Я появилась за завтраком, как будто ничего не случилось. Я была так напугана, что не могла притронуться к яйцам и овсянке, и никто не сказал ни слова, пока папа не ушел на мельницу. Тогда Ма встала, начала убирать со стола и, наконец, сказала:

– Я рада, что у тебя хватило чувства благопристойности, Кэтрин, чтобы унести этот мерзкий матрац, – сказала она.

Я боялась повернуться и посмотреть на нее и только слышала, как она громыхает кастрюлями в тазу.

– Ты теперь взрослая, – сказала она. – Слишком взрослая, чтобы тебя пороли.

Кайл улыбнулся мне, но затем я увидела, что его глаза расширились, а губы сжались. Он откинулся на своем стуле и крикнул:

– Ма, нет!

Прежде, чем я обернулась, Ма ухватила мои волосы и отклонила мою голову назад, а затем я услышала звук ножниц, которые работали прямо рядом с моей кожей. Через мгновение мои волосы лежали густой блестящей желтой грудой на полу.

Ма положила ножницы на стол, спокойная в полной мере, и вышла из комнаты. В течение минуты я смотрела на волосы, лежащие на полу, и чувствовала слезы, подступающие к глазам. Затем внезапно я перестала бояться. Я смотрела на волосы и не ощущала ничего. Я потрогала колючие торчащие концы волос и совсем ничего не почувствовала. Кайл спрыгнул со своего стула и сгреб волосы с пола. Он приложил их к моей голове, как будто мог пристроить их обратно.

– Оставь это, – сказала я. – Я хочу показать тебе кое-что. Место, которое я нашла.
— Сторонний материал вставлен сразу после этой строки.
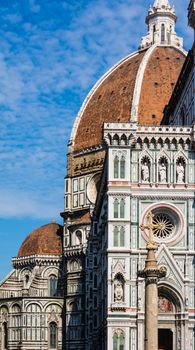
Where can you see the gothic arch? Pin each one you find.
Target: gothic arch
(180, 166)
(50, 270)
(163, 160)
(51, 304)
(115, 140)
(36, 304)
(169, 292)
(123, 140)
(118, 288)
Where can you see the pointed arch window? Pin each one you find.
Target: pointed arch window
(122, 236)
(116, 207)
(116, 236)
(53, 285)
(53, 335)
(122, 209)
(182, 117)
(116, 167)
(154, 31)
(119, 167)
(122, 168)
(119, 236)
(5, 336)
(162, 33)
(118, 341)
(119, 208)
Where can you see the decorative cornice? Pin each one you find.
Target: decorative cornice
(38, 260)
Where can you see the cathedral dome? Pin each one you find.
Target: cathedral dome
(136, 89)
(45, 240)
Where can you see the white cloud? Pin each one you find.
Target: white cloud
(48, 62)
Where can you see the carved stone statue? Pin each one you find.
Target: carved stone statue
(145, 172)
(163, 172)
(118, 291)
(180, 173)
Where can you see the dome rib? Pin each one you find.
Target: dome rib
(136, 89)
(45, 240)
(90, 96)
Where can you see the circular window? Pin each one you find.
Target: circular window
(165, 226)
(168, 223)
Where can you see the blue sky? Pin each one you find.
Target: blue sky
(52, 52)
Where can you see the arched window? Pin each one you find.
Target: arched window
(122, 209)
(122, 236)
(122, 168)
(95, 281)
(78, 237)
(116, 167)
(115, 236)
(119, 236)
(154, 31)
(5, 336)
(162, 33)
(53, 285)
(118, 341)
(53, 335)
(116, 208)
(115, 342)
(182, 117)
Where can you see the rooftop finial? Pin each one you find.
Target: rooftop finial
(161, 21)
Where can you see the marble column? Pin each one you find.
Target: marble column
(151, 274)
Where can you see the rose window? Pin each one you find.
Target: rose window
(167, 223)
(165, 226)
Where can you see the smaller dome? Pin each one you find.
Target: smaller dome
(45, 240)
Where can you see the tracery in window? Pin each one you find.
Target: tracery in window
(180, 170)
(145, 169)
(116, 167)
(154, 31)
(163, 170)
(122, 208)
(122, 167)
(53, 285)
(5, 336)
(118, 340)
(162, 32)
(116, 208)
(119, 236)
(78, 236)
(119, 288)
(53, 335)
(119, 208)
(182, 117)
– Но, Кэйт, твои волосы. – Кайл выглядел удивленным, что я не кричу, и не схожу с ума – как, по его мнению, должна была себя вести.
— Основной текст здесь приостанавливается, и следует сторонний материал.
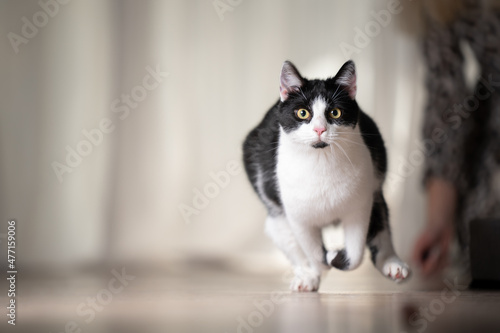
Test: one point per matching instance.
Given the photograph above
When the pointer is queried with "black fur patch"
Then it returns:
(374, 142)
(379, 216)
(324, 254)
(341, 261)
(374, 252)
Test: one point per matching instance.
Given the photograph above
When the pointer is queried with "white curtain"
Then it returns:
(121, 202)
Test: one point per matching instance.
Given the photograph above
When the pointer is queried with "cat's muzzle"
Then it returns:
(320, 144)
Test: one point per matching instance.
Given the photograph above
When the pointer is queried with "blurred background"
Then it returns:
(219, 68)
(114, 114)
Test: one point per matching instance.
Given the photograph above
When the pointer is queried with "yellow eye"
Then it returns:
(303, 114)
(335, 113)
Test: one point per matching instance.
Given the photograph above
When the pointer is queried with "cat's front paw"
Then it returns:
(395, 269)
(305, 280)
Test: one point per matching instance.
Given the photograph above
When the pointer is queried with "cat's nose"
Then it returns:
(319, 130)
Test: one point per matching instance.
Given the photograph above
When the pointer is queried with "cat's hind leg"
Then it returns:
(380, 244)
(279, 230)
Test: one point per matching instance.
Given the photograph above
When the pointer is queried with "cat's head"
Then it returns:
(316, 112)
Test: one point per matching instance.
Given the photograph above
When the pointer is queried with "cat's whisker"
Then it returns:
(354, 142)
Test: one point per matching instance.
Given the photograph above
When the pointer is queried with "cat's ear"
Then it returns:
(290, 80)
(346, 77)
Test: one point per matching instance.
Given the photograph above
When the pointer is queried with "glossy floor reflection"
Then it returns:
(220, 302)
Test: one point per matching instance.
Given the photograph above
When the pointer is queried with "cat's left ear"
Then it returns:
(346, 77)
(290, 80)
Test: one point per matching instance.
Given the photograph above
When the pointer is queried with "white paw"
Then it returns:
(330, 255)
(395, 269)
(305, 280)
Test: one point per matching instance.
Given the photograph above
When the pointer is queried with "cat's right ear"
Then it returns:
(290, 80)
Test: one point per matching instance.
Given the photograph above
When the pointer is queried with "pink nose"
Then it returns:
(319, 130)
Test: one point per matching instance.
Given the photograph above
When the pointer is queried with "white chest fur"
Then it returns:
(318, 186)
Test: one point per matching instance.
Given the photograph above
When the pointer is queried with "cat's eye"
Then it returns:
(335, 113)
(303, 114)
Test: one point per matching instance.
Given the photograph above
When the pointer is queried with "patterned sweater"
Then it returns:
(461, 125)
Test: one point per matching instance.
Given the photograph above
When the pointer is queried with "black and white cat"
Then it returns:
(316, 159)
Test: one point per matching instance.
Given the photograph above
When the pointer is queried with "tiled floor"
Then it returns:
(212, 301)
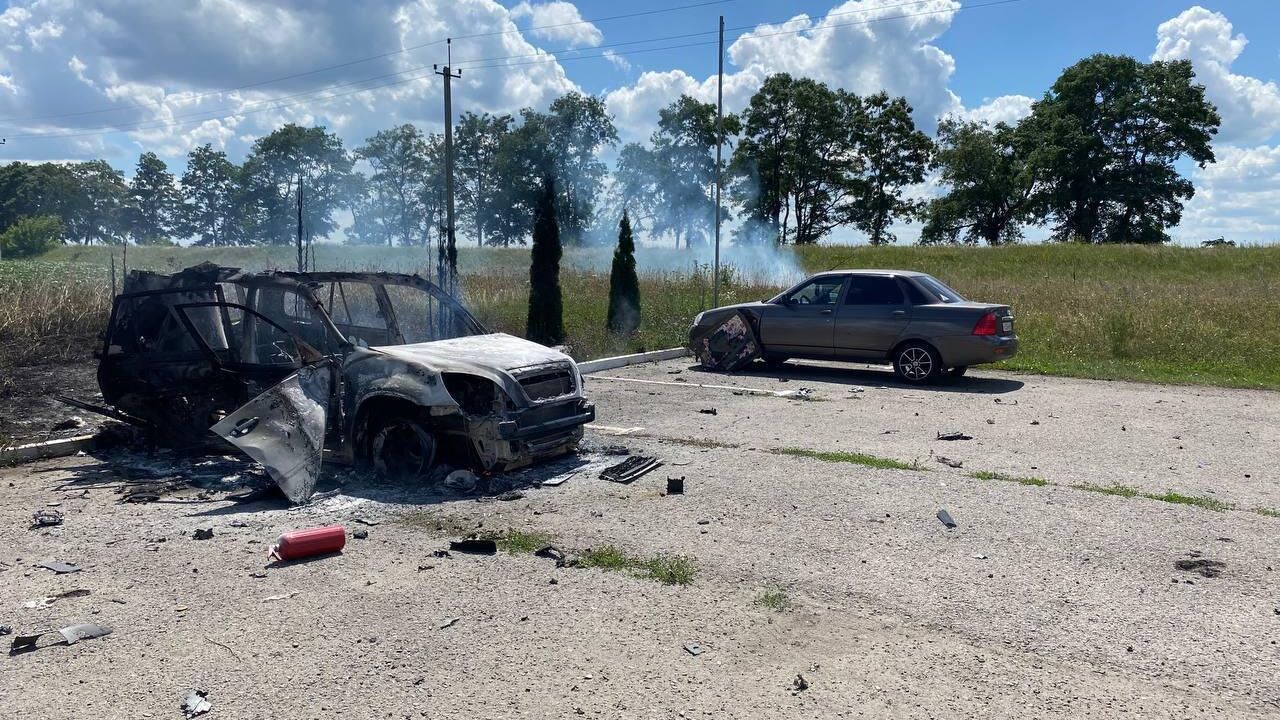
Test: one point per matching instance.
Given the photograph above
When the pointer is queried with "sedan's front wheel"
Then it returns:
(917, 363)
– Пойдем со мной, – сказала я.

Прежде чем мы дошли до пещеры, я заставила его поклясться, что он никогда и никому не расскажет о том, что я ему покажу. Я раздвинула кусты, которые находились против входа, и ввела его внутрь. Когда я зажгла фонарь, он вздохнул и издал долгий свист. Я видела, что он изумлен и почувствовала гордость.

– Я могу уйти от нее сюда, – сказала я.

Он обошел все вокруг, как я накануне, дотрагивался до сталагмитов, вглядывался в отражающие лужи.

– Ты не можешь оставаться здесь, – сказал он.

– По крайней мере, иногда, – сказала я, подумав, однако, как хорошо будет спать здесь в жаркие летние ночи.

– Нам нужно на мельницу, – сказал Кайл.

Я потрогала остатки волос, и концы их оцарапали мои ладони, как взъерошенная щетка.

– Я остаюсь здесь, – сказала я.

Я провела остаток дня, превращая пещеру в свое убежище. Дом Смита пустовал с тех пор, как в прошлом году они уехали в Западную Вирджинию, поэтому я взяла оттуда стол и стул и притащила их сюда. Я там нашла также много свечей и небольшую конторку, наполненную карандашами и бумагой. В пещере была длинная скала над блестящей лужей—что-то вроде уступа, которая явилась прекрасной книжной полкой для моего словаря и грамматики. Теперь они могут стоять открыто, как им и полагается. Высоко над местом, где я положила матрац, в стене была глубокая ниша, и туда-то я положила мой дневник.